In his prepared statement, Kyl takes a jab at his Democratic counterpart, Illinois Sen. Dick Durbin, who said in John Roberts’s confirmation hearing (before he voted against him) that “no one has a right to sit on the Supreme Court” and that the “burden of proof for a Supreme Court justice is on the nominee.”
Kyl says Sotomayor simply did not meet the burden of proof.
“I saw a number of things in Judge Sotomayor’s decisions and speeches that caused me great concern about her ability to put aside her biases and to impartially render a decision to the parties before her,” Kyl says in his prepared statement, which he will give on Wednesday.
But instead of dispelling concerns, he says, her testimony “exacerbated them.”
The White House has been insisting that Sotomayor was as forthcoming as or more so than any other nominee in recent history. But her testimony last week had Republicans baffled and some liberals and women’s rights groups irritated—they, too, were asking where Sotomayor really stood on the issues and complaining that, at times, she sounded like a conservative.
At the end of the day, Democrats have a decisive majority in the Senate and a handful of Republicans already have announced they will vote for her. She will be confirmed by the August recess, probably with a margin closer to that of John Roberts (78-22) than Sam Alito (58-42).
But it’s notable, still, to see Republicans like Kyl draw the line. And it’s even more striking to see some liberals -- like the Washington Post’s Richard Cohen -- complain about her testimony and grouse about her being nominated in the first place.
In his prepared statement, Kyl takes apart her testimony on several key areas -- the Ricci case, her “wise Latina” speeches, her views on the 2nd Amendment, her position on foreign law -- and then compares it to her past speeches and writings.
On her “wise Latina speeches,” Kyl said her explanation that she was trying to inspire young Hispanics and women “strains credulity” and that her attempts to explain away her statements as objective and neutral conveyed the “exact opposite meaning” of her speeches.
On foreign law, Kyl said she “again tried to drastically recharacterize her prior statements.” In speeches, she had said foreign law could and should be “considered” as a source for “good ideas” that can “set our creative juices flowing.” But in her testimony, she said foreign law cannot be used as a holding or a precedent, in order to “bind or to influence” a decision.

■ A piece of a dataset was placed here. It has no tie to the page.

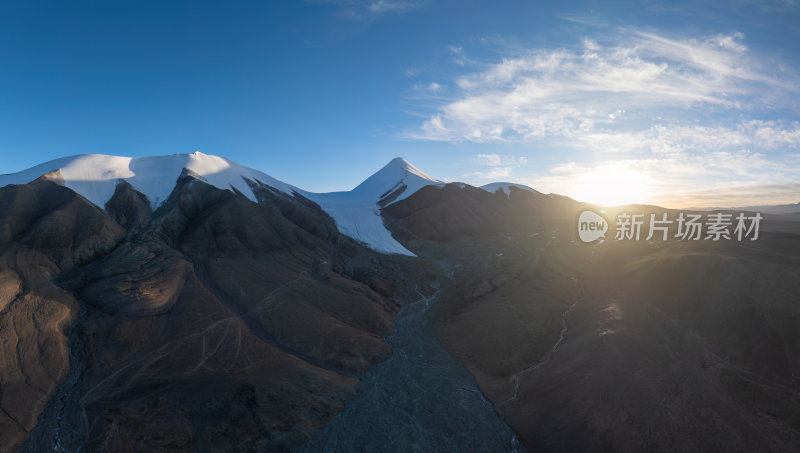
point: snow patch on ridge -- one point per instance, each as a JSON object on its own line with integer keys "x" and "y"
{"x": 505, "y": 187}
{"x": 357, "y": 212}
{"x": 95, "y": 176}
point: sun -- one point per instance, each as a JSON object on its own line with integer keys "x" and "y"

On Ricci: “Rather than answer the question,” Kyl says, “she dissembled and ran out the clock.”
“Her ‘answers’ answered nothing and, in my opinion, violated her obligation to be forthcoming with the committee,” Kyl said.
Before the hearing, Kyl said his biggest question was whether Sotomayor could set aside biases and prejudices and judge cases fairly.
After three days, he said, “Judge Sotomayor did not dispel my concerns. Her sworn testimony was evasive, lacking in substance and, in several instances, incredibly misleading.”